Once you start looking, triple constraints are everywhere in life, as the entrepreneur Ben Casnocha noted recently on his blog. Holidays can be exotic and/or cheap and/or relaxing, but not all three; home-cooked food can be tasty and/or nutritious and/or easy to make. (A romantic partner, Casnocha contends more provocatively, can be "hot, smart or emotionally stable: pick two.") We're rarely too troubled by double constraints, because they tend to be obvious: everybody realises you can't be a Buddhist monk while pursuing a career as a Wall Street banker, just like you can't be both single and married, or live year-round in both London and Madrid. But triple constraints are perilous, because it's easy to deceive yourself that you can beat them. Take that overused cliche about "having it all": it's tempting to imagine that, somehow, both spouses in a household could find a way to work full-time, with each spending many hours with the kids and getting all the housework done. But in reality, if you can't pay someone else to do the cleaning, maybe you'll have to settle for living in a less-than-spotless house.

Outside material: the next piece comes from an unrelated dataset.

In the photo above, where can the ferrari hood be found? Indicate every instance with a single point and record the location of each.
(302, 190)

All too often, we respond to such tradeoffs not by choosing, but trying to avoid choosing – and screwing ourselves up in the process. Some people strive "harder and harder, endlessly pursuing perfection in a way that undermines their feelings of satisfaction in what they do have", writes the psychoanalyst Jennifer Kunst. Others get "locked in a state of paralysis in which they can't choose a path at all, because choosing to have something means choosing to not have something else". What they don't realise, Kunst adds, is that there's liberation in seeing constraints for what they are. The false hope of a magical solution gets replaced by the exhilaration of real options: things you can truly make happen.
This thought is nowhere better expressed than in a line from Sheldon Kopp's 1972 book If You Meet The Buddha On The Road, Kill Him!, mentioned here previously: "You are free to do whatever you like. You need only face the consequences." This isn't the fake freedom of self-help, with its bogus promise that anything's possible, consequence-free. But nor is it the easy cynicism of resignation. Yes, you really can try doing that thing you've always wanted to do, or leave a job or a city or a marriage. And, yes, there'll be consequences. You can heed that fact, or get hamstrung by it. Pick one.